9. sarasota national CEMETERY
Down the street from Myakka is the Sarasota National Cemetery, a sprawling memorial dedicated to the men and women who served our country. It's free to peruse and we recommend taking a gander and paying your respects to the souls who fought for our freedoms. It just so happens my grandparents Fred and Carol Botha both share a stone here, and I visit as often as I can to send them light and love and give thanks for all they've done for me.
10. Maharaja Indian
We went for the lunch buffet after a chance encounter after the $2 theater. Thank goodness for Maharaja. They really brought the flavor and food we were looking for all along. Their lunch buffet is of very good size and has some amazing dishes beyond just the regulars you would find.
The owner was such a pleasure to speak with and really cared what we thought of the food. I would definitely come back for another lunch (addendum: as of 8/29 we went back again), especially because it's such incredible food for $9.99. The only thing I wish they had was palak paneer because it's my absolute favorite, but that only means I'll have to go back for dinner to order it off the menu! P.S. The tamarind chutney was the best I have ever tasted.

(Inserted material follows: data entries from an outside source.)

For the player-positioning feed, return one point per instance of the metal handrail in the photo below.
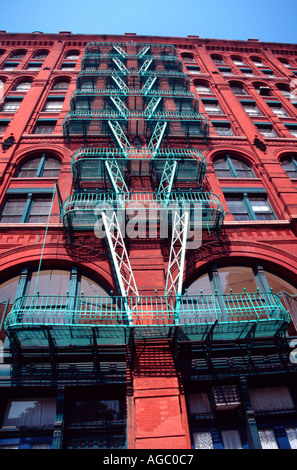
(147, 310)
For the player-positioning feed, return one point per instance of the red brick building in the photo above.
(139, 340)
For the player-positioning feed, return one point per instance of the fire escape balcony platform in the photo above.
(91, 166)
(81, 210)
(85, 321)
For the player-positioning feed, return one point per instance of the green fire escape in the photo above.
(136, 99)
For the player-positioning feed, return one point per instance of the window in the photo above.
(72, 56)
(266, 130)
(238, 90)
(247, 72)
(10, 65)
(40, 55)
(61, 85)
(251, 109)
(289, 164)
(26, 209)
(211, 107)
(23, 86)
(3, 126)
(222, 128)
(34, 66)
(54, 105)
(203, 89)
(193, 68)
(44, 127)
(11, 105)
(67, 66)
(247, 207)
(238, 278)
(230, 167)
(41, 166)
(30, 412)
(278, 110)
(225, 70)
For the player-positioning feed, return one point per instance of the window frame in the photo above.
(233, 173)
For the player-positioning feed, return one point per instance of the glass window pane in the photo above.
(50, 282)
(202, 440)
(90, 288)
(30, 412)
(237, 278)
(29, 169)
(13, 210)
(231, 439)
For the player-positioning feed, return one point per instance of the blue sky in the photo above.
(266, 20)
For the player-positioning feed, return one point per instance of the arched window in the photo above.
(43, 165)
(40, 55)
(239, 278)
(61, 85)
(23, 86)
(289, 164)
(228, 166)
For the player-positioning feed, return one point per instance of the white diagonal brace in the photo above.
(120, 65)
(116, 176)
(119, 134)
(148, 84)
(143, 51)
(121, 262)
(167, 179)
(120, 51)
(120, 105)
(120, 82)
(175, 272)
(145, 66)
(157, 137)
(152, 106)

Bonus: WOnderland Hookah lounge
On the way home one night, we decided to try out Wonderland Hookah which stays open until 12am most nights if not later. It wasn't packed on a Monday which was nice and the owner was extremely helpful. For $15.99 per person you get your own beautiful 3ft hookah with a flavor of your choice and a beverage. We said yes, albeit not really in our price range. Overall it was a nice experience. We sat on torn couches and lazily smoked our Blueberry Muffin and Strawberry Daiquiri hookahs. We were served freshly brewed Moroccan tea, and had the privacy of sheer white curtains to separate us from everyone else. The lighting was a bit odd, blacklights and strobe lights that danced around. We probably would've been happy splitting a hookah for $15.99, but I'm not sure they offer that as an option. Will go back when they do, because two giant hookahs were more than we needed.
There are other amazingly unique places in Sarasota that we had the pleasure of visiting, but these were what we wanted to include. Sarasota is a very family-friendly place with powdery white beaches and beautiful sunsets. We recommend stopping at Bird Key in particular to get a good sunset in. If you have any other places you'd like us to check out, let us know!